Paragon attempted to evict tenants over laundry habits

Photo Credit: iStock

In 2015, a property management company called Paragon Real Estate Group tried to evict two dozen tenants from a single-room occupancy hotel in San Francisco for hanging laundry outside the building, Grist reported. The same year, AB 1448 passed, protecting the right of all Californians to hang their laundry outdoors, no matter what any landlord or HOA says.

Prior to 2015, California already had laws explicitly protecting the "right to dry," according to Grist. However, that right didn't extend to tenants in multi-family buildings and trailer parks, as well as anyone living in an HOA. In those cases, the management had the power to forbid hanging up clothes, which is exactly what Paragon did.

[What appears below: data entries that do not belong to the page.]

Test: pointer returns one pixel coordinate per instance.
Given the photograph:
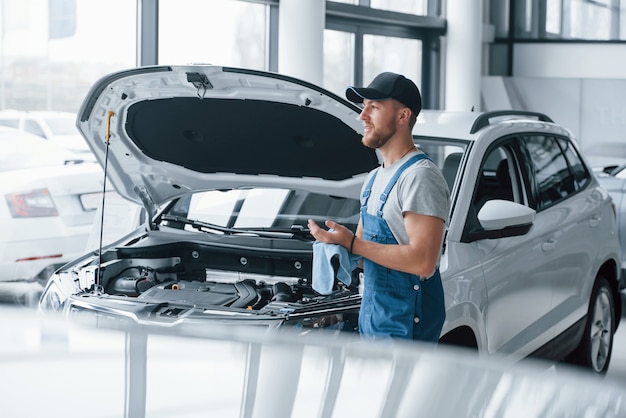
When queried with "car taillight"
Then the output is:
(34, 203)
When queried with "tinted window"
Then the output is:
(552, 175)
(579, 171)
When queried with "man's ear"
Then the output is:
(404, 116)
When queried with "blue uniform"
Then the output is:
(396, 304)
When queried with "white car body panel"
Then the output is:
(43, 241)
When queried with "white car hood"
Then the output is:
(164, 131)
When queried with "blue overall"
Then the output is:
(396, 304)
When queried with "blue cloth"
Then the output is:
(323, 270)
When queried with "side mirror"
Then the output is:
(498, 214)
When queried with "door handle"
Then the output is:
(594, 221)
(548, 245)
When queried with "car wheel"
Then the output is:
(594, 350)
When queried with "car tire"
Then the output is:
(594, 350)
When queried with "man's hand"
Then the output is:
(337, 233)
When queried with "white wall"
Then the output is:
(570, 60)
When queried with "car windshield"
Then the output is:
(19, 150)
(275, 209)
(260, 209)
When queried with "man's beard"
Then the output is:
(377, 138)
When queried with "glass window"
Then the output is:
(415, 7)
(52, 51)
(580, 172)
(572, 19)
(386, 53)
(338, 61)
(220, 32)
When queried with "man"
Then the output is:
(404, 209)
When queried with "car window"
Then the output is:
(496, 179)
(553, 177)
(499, 178)
(580, 172)
(447, 156)
(265, 208)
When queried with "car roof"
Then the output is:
(471, 125)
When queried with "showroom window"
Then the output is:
(338, 60)
(52, 51)
(221, 32)
(387, 53)
(592, 20)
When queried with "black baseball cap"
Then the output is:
(389, 86)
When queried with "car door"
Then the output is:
(517, 276)
(576, 217)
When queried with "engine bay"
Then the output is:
(204, 276)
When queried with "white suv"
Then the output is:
(230, 163)
(55, 126)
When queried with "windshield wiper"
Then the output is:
(295, 232)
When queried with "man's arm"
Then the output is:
(419, 256)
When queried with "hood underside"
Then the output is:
(172, 130)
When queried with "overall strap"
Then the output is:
(385, 194)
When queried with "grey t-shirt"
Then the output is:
(420, 189)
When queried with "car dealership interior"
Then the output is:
(121, 194)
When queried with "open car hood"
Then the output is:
(164, 131)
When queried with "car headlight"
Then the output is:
(53, 297)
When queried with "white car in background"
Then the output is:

Tenants continued drying their laundry outside windows and on fire escapes, as they'd always done before Paragon bought the building in 2013, Grist reported. So the company started handing out eviction notices. The tenants responded with a protest, waving T-shirts that said, "Hanging laundry is not a crime."

At the same time, Grist reported that Laura Shafer had spent the last several years pushing for an update to state law to protect the right to dry clothing outdoors for all residents. With her help, Patty López, a member of the California State Assembly, introduced AB 1448.

Existing laws in Vermont and New Hampshire protected all solar devices, including solar panels, water heaters, and clotheslines, Grist explained. AB 1448 made California's laundry laws similar and now applies to all residents of the state, including renters and those living in HOAs, so long as they meet certain requirements, such as not interfering with "reasonable rules," safety, and maintenance. 

The move aimed to save residents a lot of money, as California's sunny climate provides plenty of free energy for drying clothes and powering solar panels. Meanwhile, cutting down on electricity use from other sources helps reduce pollution.

According to the California Legislature, the bill passed in October 2015 and took effect in 2016.

"It's getting hotter and drier in California. We need this," Shafer told Grist. "The clothesline is such a lovely little appliance. If only everyone would use it."